The Prescription Drug User Fee Act (PDUFA) date for the resubmitted Estorra™ brand eszopiclone New Drug Application (NDA) is December 15, 2004. A PDUFA date is the date by which the U.S. Food and Drug Administration (FDA) is expected to review and act on an NDA submission. On February 27, 2004, Sepracor received an "approvable" letter from the FDA for its NDA for Estorra™ for the treatment of insomnia characterized by difficulty falling asleep and/or difficulty maintaining sleep during the night and early morning. Contingent upon approval from the FDA of the Estorra™ NDA, Sepracor would expect the recommended dosing to achieve sleep onset and maintenance to be 2 mg and 3 mg for adult patients, 2 mg for elderly patients with sleep maintenance difficulties, and 1 mg for sleep onset in elderly patients whose primary complaint is difficulty falling asleep. The FDA has not requested additional clinincal or preclinical trials for approval.

October 24, 2003 09:03:52 AM PDT , HealthDay

A new drug called eszopiclone (trade name Estorra) works in treating long-term insomnia, says a study in the Nov. 1 issue of Sleep.

During the six-month study, led by Duke University Medical Center, the drug was given nightly to patients with chronic insomnia. The patients taking the drug showed significant improvement in their ability to fall asleep and to stay asleep. They also experienced better quality of sleep.

There was no evidence of loss of drug effectiveness over time, the study says.

The improvement in sleep achieved by the patients taking the drug were associated with consistent improvements in the patients' ratings of their capacity to function well during the day.

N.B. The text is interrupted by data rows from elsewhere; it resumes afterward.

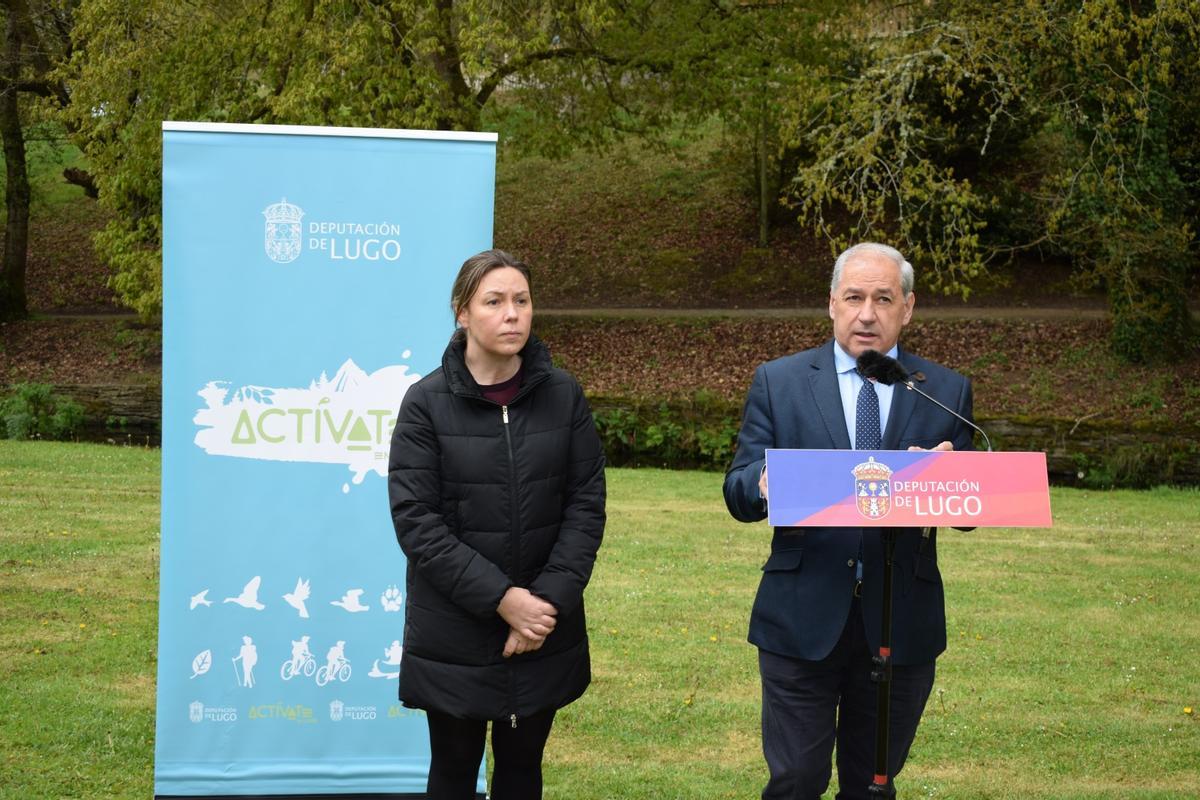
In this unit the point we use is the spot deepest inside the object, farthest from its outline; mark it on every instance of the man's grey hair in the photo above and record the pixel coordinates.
(873, 247)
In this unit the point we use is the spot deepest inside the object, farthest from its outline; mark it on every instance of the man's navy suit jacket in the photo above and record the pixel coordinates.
(807, 588)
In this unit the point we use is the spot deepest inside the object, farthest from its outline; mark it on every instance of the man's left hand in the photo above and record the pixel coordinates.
(943, 446)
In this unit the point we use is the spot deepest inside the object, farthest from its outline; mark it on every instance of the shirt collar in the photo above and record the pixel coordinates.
(845, 362)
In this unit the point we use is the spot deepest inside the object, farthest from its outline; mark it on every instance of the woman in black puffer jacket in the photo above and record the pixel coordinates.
(497, 489)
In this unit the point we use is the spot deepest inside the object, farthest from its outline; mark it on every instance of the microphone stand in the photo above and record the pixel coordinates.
(911, 386)
(881, 786)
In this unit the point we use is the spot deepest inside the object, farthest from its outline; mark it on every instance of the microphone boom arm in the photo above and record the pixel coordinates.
(909, 384)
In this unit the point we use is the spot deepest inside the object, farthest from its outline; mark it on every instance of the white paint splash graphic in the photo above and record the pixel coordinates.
(345, 420)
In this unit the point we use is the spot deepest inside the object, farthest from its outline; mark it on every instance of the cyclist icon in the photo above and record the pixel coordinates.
(301, 661)
(337, 666)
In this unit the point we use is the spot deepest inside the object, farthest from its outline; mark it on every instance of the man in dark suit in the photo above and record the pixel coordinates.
(816, 617)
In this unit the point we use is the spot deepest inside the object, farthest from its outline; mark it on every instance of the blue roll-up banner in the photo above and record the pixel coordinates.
(306, 281)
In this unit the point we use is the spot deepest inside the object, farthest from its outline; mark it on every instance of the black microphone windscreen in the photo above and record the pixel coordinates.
(874, 365)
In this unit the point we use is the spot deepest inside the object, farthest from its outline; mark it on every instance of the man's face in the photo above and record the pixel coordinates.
(868, 308)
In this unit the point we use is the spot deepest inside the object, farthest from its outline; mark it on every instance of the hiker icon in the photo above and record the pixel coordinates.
(249, 656)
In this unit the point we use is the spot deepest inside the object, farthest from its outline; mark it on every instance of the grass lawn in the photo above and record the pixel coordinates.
(1071, 663)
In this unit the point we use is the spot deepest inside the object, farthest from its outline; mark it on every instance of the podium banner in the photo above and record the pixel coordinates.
(306, 281)
(899, 488)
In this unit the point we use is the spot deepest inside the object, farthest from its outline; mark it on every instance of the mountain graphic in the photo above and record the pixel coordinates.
(349, 377)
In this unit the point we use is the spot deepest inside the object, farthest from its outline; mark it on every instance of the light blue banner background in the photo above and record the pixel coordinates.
(283, 367)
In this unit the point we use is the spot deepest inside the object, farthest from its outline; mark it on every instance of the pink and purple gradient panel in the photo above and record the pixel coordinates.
(855, 488)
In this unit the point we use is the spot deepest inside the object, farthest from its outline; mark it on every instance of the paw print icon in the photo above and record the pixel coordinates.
(391, 600)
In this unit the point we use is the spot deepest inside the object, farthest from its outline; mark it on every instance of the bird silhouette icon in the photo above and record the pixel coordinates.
(297, 596)
(249, 596)
(351, 601)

This is the first time that any sleep medication has been shown to consistently improve all the components that define insomnia.

The double-blind, placebo-controlled study included 788 people aged 21 to 69. Those taking the drug were given 3 milligrams a night of eszopiclone.

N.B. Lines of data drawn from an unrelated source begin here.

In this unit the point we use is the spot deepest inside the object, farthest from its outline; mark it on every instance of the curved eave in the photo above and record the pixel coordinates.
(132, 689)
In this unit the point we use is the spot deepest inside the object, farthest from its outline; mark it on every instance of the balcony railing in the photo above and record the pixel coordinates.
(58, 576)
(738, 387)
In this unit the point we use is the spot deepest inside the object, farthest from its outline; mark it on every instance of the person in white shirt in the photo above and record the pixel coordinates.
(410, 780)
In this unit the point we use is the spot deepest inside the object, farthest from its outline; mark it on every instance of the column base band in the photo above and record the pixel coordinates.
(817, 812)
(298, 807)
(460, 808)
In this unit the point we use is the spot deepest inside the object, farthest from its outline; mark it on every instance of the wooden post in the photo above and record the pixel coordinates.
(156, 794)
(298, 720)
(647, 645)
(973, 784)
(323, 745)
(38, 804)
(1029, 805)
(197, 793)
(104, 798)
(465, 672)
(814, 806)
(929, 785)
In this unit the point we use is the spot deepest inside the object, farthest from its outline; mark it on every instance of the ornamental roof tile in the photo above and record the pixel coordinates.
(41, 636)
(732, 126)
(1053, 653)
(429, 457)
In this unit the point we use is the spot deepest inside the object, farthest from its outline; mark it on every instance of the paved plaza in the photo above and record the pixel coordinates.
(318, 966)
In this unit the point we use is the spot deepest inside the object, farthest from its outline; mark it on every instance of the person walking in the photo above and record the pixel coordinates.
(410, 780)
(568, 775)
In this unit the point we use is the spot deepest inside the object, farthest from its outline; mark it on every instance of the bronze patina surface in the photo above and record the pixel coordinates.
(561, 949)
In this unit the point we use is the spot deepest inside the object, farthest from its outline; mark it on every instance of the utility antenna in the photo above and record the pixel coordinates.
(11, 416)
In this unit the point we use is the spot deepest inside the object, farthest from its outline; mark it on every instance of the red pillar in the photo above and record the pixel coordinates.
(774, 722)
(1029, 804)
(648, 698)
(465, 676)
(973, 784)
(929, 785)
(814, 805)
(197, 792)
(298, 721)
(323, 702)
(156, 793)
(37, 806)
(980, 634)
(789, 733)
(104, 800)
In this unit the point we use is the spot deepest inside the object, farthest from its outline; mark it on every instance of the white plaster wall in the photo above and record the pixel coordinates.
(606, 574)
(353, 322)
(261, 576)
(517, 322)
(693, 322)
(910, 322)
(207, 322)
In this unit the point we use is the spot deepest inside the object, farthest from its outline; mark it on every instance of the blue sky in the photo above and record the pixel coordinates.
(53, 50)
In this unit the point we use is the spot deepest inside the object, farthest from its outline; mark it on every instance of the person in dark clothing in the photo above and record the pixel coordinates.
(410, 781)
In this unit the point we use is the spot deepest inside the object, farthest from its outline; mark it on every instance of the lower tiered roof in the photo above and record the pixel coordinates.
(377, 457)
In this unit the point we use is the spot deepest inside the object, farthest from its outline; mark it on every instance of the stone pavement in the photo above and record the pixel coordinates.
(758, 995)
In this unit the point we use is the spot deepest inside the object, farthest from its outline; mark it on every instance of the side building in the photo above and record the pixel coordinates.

"I believe that this study is a milestone for research into insomnia treatments," lead author Dr. Andrew Krystal, an associate professor of psychiatry and director of the Sleep Research Laboratory and Insomnia Clinic at Duke, says in a prepared statement.

"It greatly extends the period of time that a medication has been definitively shown to help people suffering from insomnia and it establishes that studies of longer-term drug treatment of insomnia are not only feasible but can be safely performed," he says.

Prior to this study, the longest large-scale, placebo-controlled study of a sleep medication for insomnia lasted five weeks.